Why Bet Kelly?

joe-zimmerman

Why Bet Kelly?

post by Joe Zimmerman (joe-zimmerman) · 2022-11-29T18:47:23.142Z · LW · GW · 4 comments

4 comments

The Kelly criterion is an elegant, but often misunderstood, result in decision theory. To begin with, suppose you have some amount of some resource, which you would like to increase. (For example, the resource might be monetary wealth.) You are given the opportunity to make a series of identical bets. You determine some fraction of your wealth to wager; then, in each bet, you gain a fraction $f$ with probability $p$ , and lose a fraction $f$ with probability $(1 - p)$ .^[1]

In other words, suppose $W_{n}$ is your wealth after $n$ bets. We will define $Z_{n} = log W_{n}$ , and we will suppose for simplicity that $Z_{0} = 0$ . Then $Z_{n} = \sum_{t = 1}^{n} R$ , where $R$ is a random variable defined as:

R = {\begin{matrix} log (1 + f) & with probability p log (1 - f) & with probability (1 - p) \end{matrix}

Now suppose that, for some reason, we want to maximize $E [Z_{n}]$ . By linearity of expectation, $E [Z_{n}] = \sum_{t = 1}^{n} E [R]$ . Hence, we should simply maximize $E [R]$ . This amounts to solving:

\begin{matrix} 0 & = & \frac{\partial}{\partial f} E [R] 0 & = & \frac{\partial}{\partial f} [p log (1 + f) + (1 - p) log (1 - f)] 0 & = & (1 - f) p - (1 - p) (1 + f) f & = & 2 p - 1 \end{matrix}

This, $f = 2 p - 1$ , is known as the Kelly bet. For example, it says that if you have a 60-40 edge, then you should bet $f = 2 (0.6) - 1 = 0.2$ , i.e., bet $20 %$ of your current wealth on each bet.

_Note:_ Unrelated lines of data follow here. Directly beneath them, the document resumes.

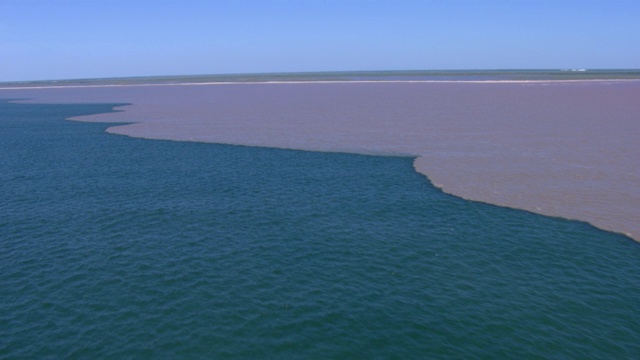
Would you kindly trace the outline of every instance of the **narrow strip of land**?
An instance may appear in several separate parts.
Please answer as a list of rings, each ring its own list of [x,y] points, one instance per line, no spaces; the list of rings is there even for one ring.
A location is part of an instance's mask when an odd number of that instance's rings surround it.
[[[0,90],[13,90],[13,89],[67,89],[67,88],[96,88],[96,87],[130,87],[130,86],[202,86],[202,85],[269,85],[269,84],[369,84],[369,83],[399,83],[399,84],[413,84],[413,83],[461,83],[461,84],[544,84],[544,83],[585,83],[585,82],[634,82],[638,79],[565,79],[565,80],[300,80],[300,81],[213,81],[213,82],[178,82],[178,83],[134,83],[134,84],[92,84],[92,85],[23,85],[23,86],[4,86],[0,84]]]

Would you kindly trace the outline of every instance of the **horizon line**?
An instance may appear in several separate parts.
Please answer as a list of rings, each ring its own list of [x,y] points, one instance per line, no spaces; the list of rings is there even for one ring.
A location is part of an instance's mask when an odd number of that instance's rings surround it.
[[[497,73],[497,74],[496,74]],[[11,80],[11,81],[0,81],[0,85],[2,86],[11,86],[11,85],[35,85],[35,84],[55,84],[55,83],[86,83],[86,82],[97,82],[96,85],[106,85],[109,81],[125,81],[125,82],[133,82],[135,84],[136,80],[179,80],[179,79],[194,79],[201,78],[200,81],[196,81],[196,83],[203,82],[211,82],[210,80],[214,80],[216,78],[227,78],[227,81],[222,82],[267,82],[270,81],[278,81],[278,78],[289,77],[292,78],[292,81],[300,82],[300,81],[309,81],[309,79],[305,77],[330,77],[330,76],[342,76],[347,77],[347,79],[334,79],[334,80],[343,80],[343,81],[355,81],[354,79],[357,76],[372,76],[372,77],[380,77],[380,78],[388,78],[391,76],[454,76],[454,77],[462,77],[462,76],[488,76],[488,75],[499,75],[502,73],[503,75],[548,75],[548,76],[571,76],[572,78],[576,77],[586,77],[589,75],[597,76],[597,75],[607,75],[607,74],[618,74],[618,75],[627,75],[624,78],[627,79],[640,79],[640,68],[632,69],[632,68],[530,68],[530,69],[406,69],[406,70],[330,70],[330,71],[279,71],[279,72],[246,72],[246,73],[216,73],[216,74],[180,74],[180,75],[134,75],[134,76],[112,76],[112,77],[85,77],[85,78],[67,78],[67,79],[39,79],[39,80]],[[242,78],[250,77],[253,79],[245,79]],[[256,79],[257,78],[257,79]],[[297,79],[296,79],[297,78]],[[597,79],[607,79],[600,78]],[[374,79],[370,79],[374,80]],[[415,79],[419,80],[419,79]],[[427,80],[427,79],[424,79]],[[509,79],[505,79],[509,80]],[[517,80],[517,79],[511,79]],[[527,80],[527,79],[521,79]],[[528,79],[528,80],[536,80],[536,79]],[[554,78],[550,79],[537,79],[537,80],[554,80]],[[138,83],[140,84],[140,83]]]

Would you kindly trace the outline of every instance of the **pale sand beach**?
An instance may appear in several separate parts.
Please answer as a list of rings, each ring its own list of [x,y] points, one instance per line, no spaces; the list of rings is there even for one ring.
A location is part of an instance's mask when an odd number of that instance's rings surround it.
[[[229,86],[227,86],[229,85]],[[0,89],[29,103],[130,103],[74,118],[113,134],[415,156],[465,199],[640,241],[640,81],[388,81]]]

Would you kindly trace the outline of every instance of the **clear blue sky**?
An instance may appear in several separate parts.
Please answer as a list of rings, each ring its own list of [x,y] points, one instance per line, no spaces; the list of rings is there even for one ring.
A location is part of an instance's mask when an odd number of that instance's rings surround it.
[[[640,0],[0,0],[0,81],[640,68]]]

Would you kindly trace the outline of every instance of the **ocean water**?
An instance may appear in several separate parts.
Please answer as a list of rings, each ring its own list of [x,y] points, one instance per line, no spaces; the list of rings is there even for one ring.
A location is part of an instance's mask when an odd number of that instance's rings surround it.
[[[409,157],[135,139],[0,103],[0,358],[638,359],[640,244]]]

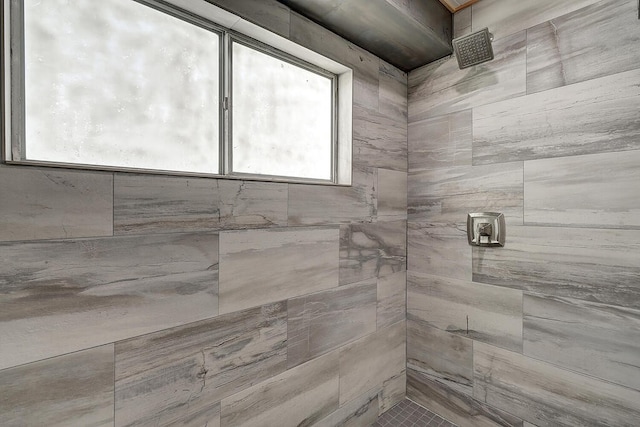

That all seems pretty reasonable. But why do we want to maximize $E [Z_{n}]$ ? If we were to simply maximize expected wealth, i.e., $E [W_{n}]$ , then a straightforward calculation shows that we should not bet Kelly -- in fact, we should bet $f = 1$ ("YOLO"), wagering the entire bankroll on every bet. This seems extremely counterintuitive, since, after $n$ bets, our wealth would then be:

W_{n} = {\begin{matrix} 0 & with probability 1 - p^{n} 2^{n} & with probability p^{n} \end{matrix}

In other words, as $n$ grows large, we would almost surely go bankrupt! Nevertheless, this would be the way to maximize $E [W_{n}]$ . Kelly, whatever its merits, does not maximize $E [W_{n}]$ -- not even in the long run. Especially not in the long run.

We now come to the perennial debate: why does Kelly seem "obviously right", and YOLO "obviously wrong"? There are many answers usually offered to this question.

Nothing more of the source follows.